I am trying to include this line in a python script.

!#/bin/bash/env python

import os

os.system("paste <(awk '!/^($|[:space:]*#)/{print $0}' file1) <(awk '!/^($|[:space:]*#)/{print $0} file2) > out_file")

The command is perfectly fine when run from bash directly. However, inside the script, I get:

sh: -c: line0: syntax error near unexpected token `('

The problem persists when using simply:

os.system("paste <(cat file1) > output_file")

Any ideas?

役に立ちましたか?

解決

The command is perfectly fine when run from bash directly. However, inside the script, I get:

sh: -c: line0: syntax error near unexpected token `('

That's because inside the script, you're running the command with sh rather than bash. Both this command, and the simpler one, use bash-specific features. Try running an sh shell and typing the same lines, and you'll get the same error.

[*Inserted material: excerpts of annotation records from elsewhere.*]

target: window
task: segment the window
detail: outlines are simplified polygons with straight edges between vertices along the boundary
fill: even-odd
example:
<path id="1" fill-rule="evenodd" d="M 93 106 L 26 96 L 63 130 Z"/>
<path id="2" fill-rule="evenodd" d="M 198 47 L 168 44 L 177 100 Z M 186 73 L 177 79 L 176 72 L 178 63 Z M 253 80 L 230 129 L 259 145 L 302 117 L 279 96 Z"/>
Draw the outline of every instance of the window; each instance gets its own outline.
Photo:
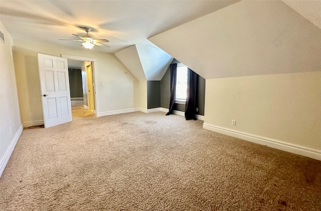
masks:
<path id="1" fill-rule="evenodd" d="M 177 64 L 176 78 L 176 95 L 175 103 L 185 104 L 187 91 L 187 67 L 182 63 Z"/>

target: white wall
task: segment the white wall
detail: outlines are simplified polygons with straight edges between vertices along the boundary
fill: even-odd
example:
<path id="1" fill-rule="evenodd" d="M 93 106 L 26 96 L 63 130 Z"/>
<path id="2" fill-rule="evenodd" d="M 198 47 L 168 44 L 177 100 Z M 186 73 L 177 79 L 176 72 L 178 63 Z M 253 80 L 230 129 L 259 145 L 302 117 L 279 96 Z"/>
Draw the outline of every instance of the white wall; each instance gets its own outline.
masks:
<path id="1" fill-rule="evenodd" d="M 95 48 L 99 47 L 95 47 Z M 37 54 L 56 56 L 61 54 L 95 58 L 96 91 L 99 102 L 97 107 L 104 115 L 112 111 L 137 107 L 138 82 L 113 55 L 89 51 L 79 47 L 73 49 L 41 41 L 15 41 L 14 59 L 18 95 L 23 123 L 43 120 Z M 104 83 L 103 87 L 101 84 Z M 129 106 L 130 103 L 130 106 Z M 110 107 L 112 105 L 112 108 Z M 29 113 L 33 116 L 30 117 Z"/>
<path id="2" fill-rule="evenodd" d="M 321 159 L 321 72 L 207 79 L 205 113 L 206 129 Z"/>
<path id="3" fill-rule="evenodd" d="M 12 38 L 0 22 L 0 176 L 22 131 L 12 53 Z"/>

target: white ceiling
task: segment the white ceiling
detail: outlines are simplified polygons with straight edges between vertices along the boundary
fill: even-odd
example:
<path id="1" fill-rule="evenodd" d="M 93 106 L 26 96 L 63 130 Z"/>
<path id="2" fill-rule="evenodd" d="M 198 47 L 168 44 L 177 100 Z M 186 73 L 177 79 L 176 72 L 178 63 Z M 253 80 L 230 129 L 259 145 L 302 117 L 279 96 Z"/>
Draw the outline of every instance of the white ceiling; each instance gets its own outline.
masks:
<path id="1" fill-rule="evenodd" d="M 148 40 L 206 79 L 321 71 L 321 30 L 282 1 L 241 1 Z"/>
<path id="2" fill-rule="evenodd" d="M 114 53 L 132 45 L 156 47 L 147 38 L 237 1 L 5 1 L 0 20 L 15 40 L 42 40 L 81 48 L 71 34 L 82 35 L 86 26 L 95 39 L 107 39 Z"/>

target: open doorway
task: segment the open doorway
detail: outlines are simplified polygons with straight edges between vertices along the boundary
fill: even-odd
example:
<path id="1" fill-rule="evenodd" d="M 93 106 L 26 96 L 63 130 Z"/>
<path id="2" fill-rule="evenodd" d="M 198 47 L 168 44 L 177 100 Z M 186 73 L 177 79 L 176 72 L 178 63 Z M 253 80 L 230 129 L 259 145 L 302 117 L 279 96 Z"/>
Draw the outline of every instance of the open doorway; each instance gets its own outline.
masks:
<path id="1" fill-rule="evenodd" d="M 87 58 L 81 57 L 62 57 L 68 59 L 73 117 L 96 116 L 94 67 L 92 61 L 95 59 L 90 58 L 92 61 L 88 61 Z"/>

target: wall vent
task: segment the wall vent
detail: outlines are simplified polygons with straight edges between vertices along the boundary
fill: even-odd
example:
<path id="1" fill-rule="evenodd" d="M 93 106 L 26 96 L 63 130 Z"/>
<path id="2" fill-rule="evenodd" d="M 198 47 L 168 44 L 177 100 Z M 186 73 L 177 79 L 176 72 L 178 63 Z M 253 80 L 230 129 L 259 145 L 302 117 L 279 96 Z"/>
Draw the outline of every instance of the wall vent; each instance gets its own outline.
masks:
<path id="1" fill-rule="evenodd" d="M 5 43 L 5 35 L 0 31 L 0 40 Z"/>

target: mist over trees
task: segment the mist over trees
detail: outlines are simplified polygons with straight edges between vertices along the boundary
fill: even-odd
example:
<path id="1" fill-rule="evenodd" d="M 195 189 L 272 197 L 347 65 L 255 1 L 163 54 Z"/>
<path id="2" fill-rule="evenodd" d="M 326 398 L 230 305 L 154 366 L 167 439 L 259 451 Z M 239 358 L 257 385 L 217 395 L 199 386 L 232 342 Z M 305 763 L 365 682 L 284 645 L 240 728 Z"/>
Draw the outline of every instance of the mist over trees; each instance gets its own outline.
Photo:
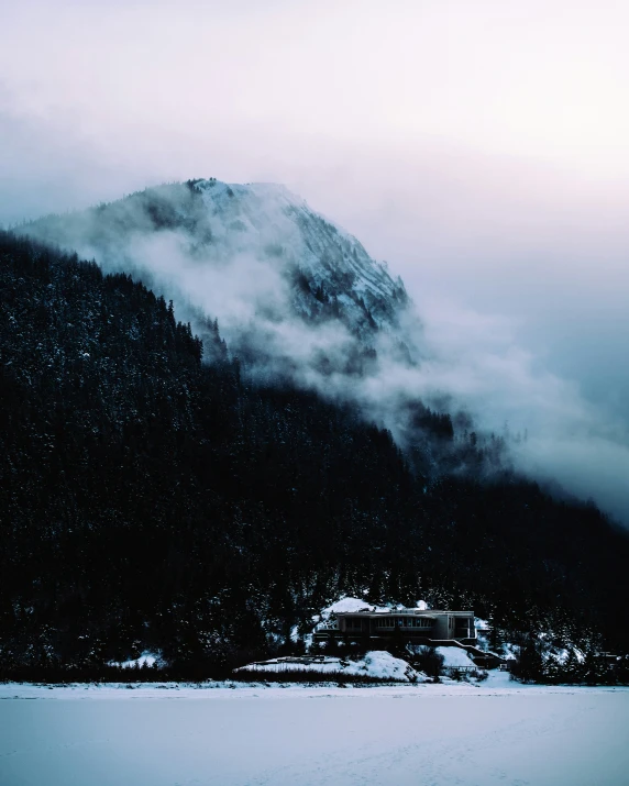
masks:
<path id="1" fill-rule="evenodd" d="M 347 405 L 253 381 L 129 275 L 0 233 L 0 669 L 159 650 L 219 676 L 341 593 L 629 650 L 629 539 L 509 471 L 432 476 Z M 490 451 L 420 401 L 426 439 Z M 459 462 L 461 464 L 461 462 Z"/>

The os.system call doesn't document what shell it uses, because it's:

implemented by calling the Standard C function system()

On most Unix-like systems, this calls sh. You probably shouldn't rely on that… but you definitely shouldn't rely on it calling bash!

If you want to run bash commands, use the subprocess module, and run bash explicitly:

subprocess.call(['bash', '-c', 'paste <(cat file1) > output_file'])

You could, I suppose, try to get the quoting right to run bash as a subshell within the shell system uses… but why bother?

This is one of the many reasons that the documentation repeatedly tells you that you should consider using subprocess instead of os.system.

他のヒント

Kill two birds with one awk script:

awk -v DELIM=' ' '!/^($|[[:space:]]*#)/{a[FNR]=a[FNR]DELIM$0}END{for(i=1;i<=FNR;i++)print substr(a[i],2)}' file1 file2

This eliminates the need for process substitution and is therefor sh compliant.